Sabbe Sankhara Anicca terbentuk dari 3 kata yakni Sabbe (semua, seluruh),
Sankhara (semua yang berkondisi), Anicca (tidak kekal). Sabbe Sankhara
Anicca mengandung pengertian sederhana bahwa segala sesuatu yang
berkondisi, yang saling bergantungan adalah tidak kekal. Dalam kaitan
dengan tulisan pada karangan bunga, Sabbe Sankhara

Anicca bukanlah sebuah ungkapan simpati, apalagi turut berduka cita.

Sabbe Sankhara Anicca adalah sebuah pencerahan, bahwa ditinggal pergi oleh
orang yang kita cintai, orang yang kita sayangi, orang yang kita butuhkan
atau siapa saja, adalah bagian dari kehidupan ini. Segala sesuatu itu
tidaklah kekal adanya. Buddha Dharma adalah ajaran yang logis, sedang
sesuatu yang disebut logis itu harus memiliki dasar/ fondasi yang
bernalar. Jika kematian adalah bagian pasti dari kehidupan itu sendiri,
jika ketidakkekalan adalah corak yang
umum dan pasti, jika kelapukan adalah proses yang tidak bisa dihindari
dalam kehidupan ini, maka umat Buddha yang memahami Dharma tidaklah
meratapi sebuah kematian. Kematian orang-orang di sekitar mengingatkan
kita bahwa memang demikianlah hakikat kehidupan ini dan tidak ada yang
perlu di-duka-kan.

Duka cita adalah akibat dari kemelekatan. Semakin kecil kemelekatan, maka
semakin kecil pula duka yang muncul. Semakin kecil kemelekatan pada
seseorang, maka semakin kecil pula rasa duka yang muncul saat ditinggal
pergi oleh orang tersebut. Karena duka adalah hasil dari kemelekatan, maka
adalah tidak mungkin dan tidak masuk akal bagi seseorang yang tidak
memiliki ikatan atau kemelekatan pada orang yang meninggal untuk timbul
rasa duka. Lalu akhirnya, ungkapan turut
berduka cita hanyalah sebuah formalitas belaka. Ada yang beralasan bahwa
ungkapan tersebut dimaksudkan untuk menghibur mereka yang tidak dapat
menerima kematian sanak keluarganya.
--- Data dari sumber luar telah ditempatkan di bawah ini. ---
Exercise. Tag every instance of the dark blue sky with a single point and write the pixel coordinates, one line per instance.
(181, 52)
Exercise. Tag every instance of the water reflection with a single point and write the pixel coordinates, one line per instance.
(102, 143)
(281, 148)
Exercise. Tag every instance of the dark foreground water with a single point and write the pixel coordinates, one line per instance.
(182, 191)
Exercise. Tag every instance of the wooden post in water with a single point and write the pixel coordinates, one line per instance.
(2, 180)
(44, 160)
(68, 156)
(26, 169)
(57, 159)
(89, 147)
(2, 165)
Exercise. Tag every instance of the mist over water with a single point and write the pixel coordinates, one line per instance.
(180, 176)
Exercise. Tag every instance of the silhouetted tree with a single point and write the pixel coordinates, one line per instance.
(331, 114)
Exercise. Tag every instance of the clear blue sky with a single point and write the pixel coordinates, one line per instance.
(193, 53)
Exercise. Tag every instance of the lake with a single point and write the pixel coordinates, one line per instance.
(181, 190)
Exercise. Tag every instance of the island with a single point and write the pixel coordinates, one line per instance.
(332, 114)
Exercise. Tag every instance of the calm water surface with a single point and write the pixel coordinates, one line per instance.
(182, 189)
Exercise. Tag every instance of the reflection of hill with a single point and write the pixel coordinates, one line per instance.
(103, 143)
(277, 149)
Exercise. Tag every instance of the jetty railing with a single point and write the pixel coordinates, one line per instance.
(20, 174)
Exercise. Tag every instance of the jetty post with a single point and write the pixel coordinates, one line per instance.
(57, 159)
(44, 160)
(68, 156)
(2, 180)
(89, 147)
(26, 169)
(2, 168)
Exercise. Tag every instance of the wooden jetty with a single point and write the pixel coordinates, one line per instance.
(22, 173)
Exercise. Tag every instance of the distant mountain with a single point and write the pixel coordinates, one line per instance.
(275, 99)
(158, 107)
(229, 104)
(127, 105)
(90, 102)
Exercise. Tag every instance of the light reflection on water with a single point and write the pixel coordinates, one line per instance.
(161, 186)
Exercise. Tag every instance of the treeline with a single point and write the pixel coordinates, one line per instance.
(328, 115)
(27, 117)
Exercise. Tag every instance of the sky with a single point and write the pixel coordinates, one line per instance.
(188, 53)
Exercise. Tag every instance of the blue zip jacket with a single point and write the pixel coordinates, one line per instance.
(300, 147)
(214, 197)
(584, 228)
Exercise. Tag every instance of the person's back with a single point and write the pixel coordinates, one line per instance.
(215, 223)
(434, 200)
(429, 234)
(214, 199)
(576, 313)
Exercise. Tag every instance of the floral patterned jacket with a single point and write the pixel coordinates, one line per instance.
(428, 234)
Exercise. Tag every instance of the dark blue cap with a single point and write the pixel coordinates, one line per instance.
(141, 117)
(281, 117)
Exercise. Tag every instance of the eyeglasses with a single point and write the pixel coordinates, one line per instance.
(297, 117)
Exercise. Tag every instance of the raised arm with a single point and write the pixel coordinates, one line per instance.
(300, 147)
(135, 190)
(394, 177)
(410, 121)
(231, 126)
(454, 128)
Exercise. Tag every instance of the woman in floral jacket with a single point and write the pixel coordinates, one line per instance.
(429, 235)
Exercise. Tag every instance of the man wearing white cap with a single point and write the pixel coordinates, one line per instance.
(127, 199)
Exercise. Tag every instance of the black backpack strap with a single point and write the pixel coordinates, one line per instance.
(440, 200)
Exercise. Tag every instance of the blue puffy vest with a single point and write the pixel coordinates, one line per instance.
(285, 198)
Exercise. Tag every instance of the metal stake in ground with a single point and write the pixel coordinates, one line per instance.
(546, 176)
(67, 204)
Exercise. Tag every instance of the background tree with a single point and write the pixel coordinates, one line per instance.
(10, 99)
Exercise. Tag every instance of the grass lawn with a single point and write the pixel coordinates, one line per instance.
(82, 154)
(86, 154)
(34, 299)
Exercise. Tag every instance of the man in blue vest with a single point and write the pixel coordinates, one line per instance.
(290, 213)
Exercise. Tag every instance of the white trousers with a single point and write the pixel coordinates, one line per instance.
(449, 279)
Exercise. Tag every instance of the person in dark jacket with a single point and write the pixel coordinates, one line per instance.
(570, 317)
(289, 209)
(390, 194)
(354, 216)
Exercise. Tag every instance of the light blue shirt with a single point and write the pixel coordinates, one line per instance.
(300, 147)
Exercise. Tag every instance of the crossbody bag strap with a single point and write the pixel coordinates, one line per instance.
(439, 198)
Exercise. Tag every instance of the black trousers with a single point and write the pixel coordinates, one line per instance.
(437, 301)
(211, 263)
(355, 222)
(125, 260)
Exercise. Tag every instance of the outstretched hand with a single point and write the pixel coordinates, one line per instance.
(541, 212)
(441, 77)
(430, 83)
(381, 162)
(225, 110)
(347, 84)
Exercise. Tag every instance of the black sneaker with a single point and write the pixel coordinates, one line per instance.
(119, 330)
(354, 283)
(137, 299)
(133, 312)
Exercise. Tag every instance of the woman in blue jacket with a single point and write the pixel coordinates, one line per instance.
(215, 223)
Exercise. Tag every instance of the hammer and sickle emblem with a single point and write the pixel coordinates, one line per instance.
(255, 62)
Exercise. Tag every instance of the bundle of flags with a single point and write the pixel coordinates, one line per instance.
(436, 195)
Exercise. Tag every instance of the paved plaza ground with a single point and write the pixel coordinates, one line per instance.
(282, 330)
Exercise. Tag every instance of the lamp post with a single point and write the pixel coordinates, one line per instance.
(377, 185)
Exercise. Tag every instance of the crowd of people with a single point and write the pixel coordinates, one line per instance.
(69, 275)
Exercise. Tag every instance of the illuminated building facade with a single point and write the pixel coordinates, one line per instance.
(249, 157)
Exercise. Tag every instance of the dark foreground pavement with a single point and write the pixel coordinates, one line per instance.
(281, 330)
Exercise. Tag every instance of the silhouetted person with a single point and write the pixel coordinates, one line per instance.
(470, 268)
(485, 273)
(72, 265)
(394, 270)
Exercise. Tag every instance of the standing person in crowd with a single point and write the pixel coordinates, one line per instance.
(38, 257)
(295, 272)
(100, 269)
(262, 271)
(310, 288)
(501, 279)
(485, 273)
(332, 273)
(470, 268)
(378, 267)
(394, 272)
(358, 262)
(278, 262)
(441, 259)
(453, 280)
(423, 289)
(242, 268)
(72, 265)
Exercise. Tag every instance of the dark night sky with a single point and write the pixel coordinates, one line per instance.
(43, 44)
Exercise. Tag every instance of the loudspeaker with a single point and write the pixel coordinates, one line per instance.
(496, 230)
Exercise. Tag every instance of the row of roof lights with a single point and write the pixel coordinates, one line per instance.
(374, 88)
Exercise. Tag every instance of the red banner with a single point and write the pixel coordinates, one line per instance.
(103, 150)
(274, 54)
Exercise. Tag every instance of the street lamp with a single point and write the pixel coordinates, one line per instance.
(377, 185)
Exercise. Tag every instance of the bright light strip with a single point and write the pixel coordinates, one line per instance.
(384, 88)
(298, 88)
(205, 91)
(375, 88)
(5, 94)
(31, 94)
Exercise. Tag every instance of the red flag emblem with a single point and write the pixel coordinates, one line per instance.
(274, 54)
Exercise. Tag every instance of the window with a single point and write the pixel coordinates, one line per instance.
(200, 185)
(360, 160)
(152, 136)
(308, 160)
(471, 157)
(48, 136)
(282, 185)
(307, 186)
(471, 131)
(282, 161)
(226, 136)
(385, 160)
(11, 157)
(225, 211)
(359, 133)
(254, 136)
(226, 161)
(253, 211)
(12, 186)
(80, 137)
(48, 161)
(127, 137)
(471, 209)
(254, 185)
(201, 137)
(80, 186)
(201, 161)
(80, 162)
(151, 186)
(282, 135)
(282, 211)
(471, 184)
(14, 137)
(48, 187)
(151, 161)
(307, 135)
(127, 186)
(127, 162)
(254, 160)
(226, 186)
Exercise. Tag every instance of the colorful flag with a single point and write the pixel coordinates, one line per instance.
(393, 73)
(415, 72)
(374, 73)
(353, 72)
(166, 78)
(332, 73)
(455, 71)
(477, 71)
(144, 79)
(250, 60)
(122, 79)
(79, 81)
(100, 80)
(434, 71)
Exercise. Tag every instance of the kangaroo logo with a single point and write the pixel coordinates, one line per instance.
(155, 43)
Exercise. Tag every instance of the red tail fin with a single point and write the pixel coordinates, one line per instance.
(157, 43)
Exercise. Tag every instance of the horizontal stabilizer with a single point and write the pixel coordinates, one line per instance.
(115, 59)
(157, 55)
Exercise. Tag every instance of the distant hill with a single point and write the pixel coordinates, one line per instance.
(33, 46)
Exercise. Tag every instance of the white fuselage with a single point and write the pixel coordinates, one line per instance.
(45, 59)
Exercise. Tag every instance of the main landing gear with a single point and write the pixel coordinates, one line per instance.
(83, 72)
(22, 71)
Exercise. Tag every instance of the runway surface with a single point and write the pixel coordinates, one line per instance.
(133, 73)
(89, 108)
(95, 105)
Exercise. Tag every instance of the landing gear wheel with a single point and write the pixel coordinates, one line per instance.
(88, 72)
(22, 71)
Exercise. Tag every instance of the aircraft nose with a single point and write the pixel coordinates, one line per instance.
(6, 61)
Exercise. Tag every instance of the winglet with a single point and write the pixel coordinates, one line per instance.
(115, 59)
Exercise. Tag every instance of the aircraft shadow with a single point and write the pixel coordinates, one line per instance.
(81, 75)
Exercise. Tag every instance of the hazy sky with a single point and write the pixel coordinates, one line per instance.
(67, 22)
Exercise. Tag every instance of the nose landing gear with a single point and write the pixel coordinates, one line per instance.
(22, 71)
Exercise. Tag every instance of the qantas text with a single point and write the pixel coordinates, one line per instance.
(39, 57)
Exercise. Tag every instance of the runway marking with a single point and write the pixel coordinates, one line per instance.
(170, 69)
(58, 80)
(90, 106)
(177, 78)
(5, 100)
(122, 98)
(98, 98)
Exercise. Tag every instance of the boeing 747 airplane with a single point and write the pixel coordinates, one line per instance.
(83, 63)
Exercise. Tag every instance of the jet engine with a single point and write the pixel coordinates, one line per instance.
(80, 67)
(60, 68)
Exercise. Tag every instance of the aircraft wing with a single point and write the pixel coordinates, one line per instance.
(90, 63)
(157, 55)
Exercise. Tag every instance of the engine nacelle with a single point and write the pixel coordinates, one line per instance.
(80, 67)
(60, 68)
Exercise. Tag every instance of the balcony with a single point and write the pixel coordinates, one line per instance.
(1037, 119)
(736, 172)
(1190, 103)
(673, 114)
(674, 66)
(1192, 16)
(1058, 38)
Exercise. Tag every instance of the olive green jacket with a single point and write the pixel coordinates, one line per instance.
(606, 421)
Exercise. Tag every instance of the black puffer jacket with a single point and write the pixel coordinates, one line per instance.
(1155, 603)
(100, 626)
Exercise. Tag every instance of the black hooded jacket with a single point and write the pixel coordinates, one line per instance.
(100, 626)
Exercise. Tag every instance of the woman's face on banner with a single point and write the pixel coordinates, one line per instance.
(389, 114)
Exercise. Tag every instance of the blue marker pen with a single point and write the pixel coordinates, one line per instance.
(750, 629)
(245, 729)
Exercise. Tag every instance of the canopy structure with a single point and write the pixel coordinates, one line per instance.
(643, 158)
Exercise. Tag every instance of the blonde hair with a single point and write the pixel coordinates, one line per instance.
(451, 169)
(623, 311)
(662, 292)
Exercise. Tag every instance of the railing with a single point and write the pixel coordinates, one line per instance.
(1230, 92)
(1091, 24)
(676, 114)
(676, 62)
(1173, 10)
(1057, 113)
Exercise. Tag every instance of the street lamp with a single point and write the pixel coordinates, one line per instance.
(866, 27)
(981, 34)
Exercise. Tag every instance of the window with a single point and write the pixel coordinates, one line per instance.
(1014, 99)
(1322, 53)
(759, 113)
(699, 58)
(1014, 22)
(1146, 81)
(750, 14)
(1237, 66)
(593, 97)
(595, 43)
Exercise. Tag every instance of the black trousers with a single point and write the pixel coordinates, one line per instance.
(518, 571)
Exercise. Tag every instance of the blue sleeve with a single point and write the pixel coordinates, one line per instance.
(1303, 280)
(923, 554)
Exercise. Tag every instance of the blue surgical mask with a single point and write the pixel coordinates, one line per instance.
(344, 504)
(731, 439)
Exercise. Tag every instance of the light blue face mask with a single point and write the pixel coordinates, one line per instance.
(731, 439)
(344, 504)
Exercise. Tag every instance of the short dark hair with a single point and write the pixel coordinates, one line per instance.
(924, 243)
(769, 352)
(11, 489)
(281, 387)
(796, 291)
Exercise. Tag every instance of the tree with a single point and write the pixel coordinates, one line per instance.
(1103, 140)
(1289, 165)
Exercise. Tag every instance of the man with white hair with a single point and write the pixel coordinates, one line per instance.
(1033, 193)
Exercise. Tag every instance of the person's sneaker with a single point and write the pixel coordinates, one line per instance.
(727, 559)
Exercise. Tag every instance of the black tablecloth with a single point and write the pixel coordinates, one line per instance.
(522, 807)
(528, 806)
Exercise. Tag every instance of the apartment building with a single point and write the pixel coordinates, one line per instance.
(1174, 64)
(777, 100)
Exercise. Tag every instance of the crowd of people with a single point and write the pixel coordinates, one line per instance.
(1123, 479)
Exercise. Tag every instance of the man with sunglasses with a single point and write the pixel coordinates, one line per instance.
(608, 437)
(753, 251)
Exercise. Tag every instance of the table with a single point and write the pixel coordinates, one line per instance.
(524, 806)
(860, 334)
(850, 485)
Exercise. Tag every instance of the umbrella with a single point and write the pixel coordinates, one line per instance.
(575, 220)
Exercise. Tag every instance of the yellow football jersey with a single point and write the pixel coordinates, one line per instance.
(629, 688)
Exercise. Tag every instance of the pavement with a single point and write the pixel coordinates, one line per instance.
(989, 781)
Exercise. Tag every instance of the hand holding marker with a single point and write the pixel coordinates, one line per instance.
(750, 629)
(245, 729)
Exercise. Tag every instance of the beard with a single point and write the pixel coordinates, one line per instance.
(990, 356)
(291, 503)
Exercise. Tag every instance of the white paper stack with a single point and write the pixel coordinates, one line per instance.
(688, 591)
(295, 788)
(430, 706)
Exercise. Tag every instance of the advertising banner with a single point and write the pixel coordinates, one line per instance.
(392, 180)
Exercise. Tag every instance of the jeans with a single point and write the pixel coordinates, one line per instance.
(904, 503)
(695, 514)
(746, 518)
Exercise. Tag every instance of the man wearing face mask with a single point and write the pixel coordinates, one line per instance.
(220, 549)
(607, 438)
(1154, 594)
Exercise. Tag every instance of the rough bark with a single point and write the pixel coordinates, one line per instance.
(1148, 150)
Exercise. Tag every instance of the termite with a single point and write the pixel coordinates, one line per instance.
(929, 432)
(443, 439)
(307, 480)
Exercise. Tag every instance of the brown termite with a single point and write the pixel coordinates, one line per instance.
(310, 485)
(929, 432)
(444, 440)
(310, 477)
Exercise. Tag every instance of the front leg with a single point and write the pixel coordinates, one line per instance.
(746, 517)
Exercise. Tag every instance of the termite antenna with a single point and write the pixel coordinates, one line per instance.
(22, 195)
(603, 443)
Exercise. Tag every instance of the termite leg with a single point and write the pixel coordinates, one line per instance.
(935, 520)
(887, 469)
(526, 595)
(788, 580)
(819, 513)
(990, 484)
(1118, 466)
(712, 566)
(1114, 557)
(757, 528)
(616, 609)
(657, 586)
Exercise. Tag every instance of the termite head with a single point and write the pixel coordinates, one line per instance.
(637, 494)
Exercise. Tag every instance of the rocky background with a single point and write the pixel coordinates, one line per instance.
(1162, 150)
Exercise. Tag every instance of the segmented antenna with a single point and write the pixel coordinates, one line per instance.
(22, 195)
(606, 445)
Dalam Buddha Dharma dikenal Brahma
Vihara yang salah satu di antaranya adalah Karuna, yaitu berempati
terhadap penderitaan orang lain. Karuna adalah perasaan welas asih karena
melihat orang lain menderita dan berusaha (ingin) menolong, namun bukan
berarti sebagai ikut berduka dalam penderitaan orang lain. Hiburlah mereka
yang berduka dengan cara yang mencerahkan, yaitu dengan ungkapan yang
bijaksana.

Dalam bahasa sehari-hari, ungkapan ‘turut berduka cita’ mungkin masih
dapat diterima dan ditolerir, namun kiranya umat Buddha senantiasa
memiliki pandangan yang benar dalam pemahaman Dharma. Buddha Dharma tidak
mengajarkan larut dalam duka, melainkan mengajarkan bagaimana memahami
hakikat kehidupan ini sehingga kita jangan terlalu terseret dalam duka,
pun tidak ikut-ikutan berduka cita atas sesuatu yang lazim dan pasti,
yakni kematian.

Anicca vata sankhara,
Uppada vaya dhammino
Uppajjitva nirujjhanti,
Tesang vu pasamo sukkho

Tidak kekal, segala yang berkondisi
saling bergantungan.
Semua disebabkan karena melekat
pada kelahiran dan kelapukan.
Setelah timbul, semua itu akan lenyap
kembali.
Dengan berhentinya kemelekatan akan didapatkan kebahagiaan.

5 komentar:

Delima mengatakan...

Salah satu uraian dharma yang rumit untuk dihadapi tapi baik untuk diketahui...

Unknown mengatakan...

Terima kasih...
Mohon ijin copas ya...
Untuk para keluarga yang ditinggalkan kecelakaan AirAsia...

Anonim mengatakan...

Workshop Joy of Living

The program contains three levels:

Level I: Calming the Mind ~ The Practice of Awareness Meditation

Utk pendaftaran kirimkan nama dan no HP peserta ke nomor 085319779396. Terima kasih

ShellaFransisca mengatakan...

Terima kasih. Artikelnya sangat memberikan pengertian bagi umat. Sabbe satta bhavatu sukhitata

Christoper mengatakan...

Terima kasih telah memberikan pengertian sebenarnya dari Sabbe Sankhara Anicca.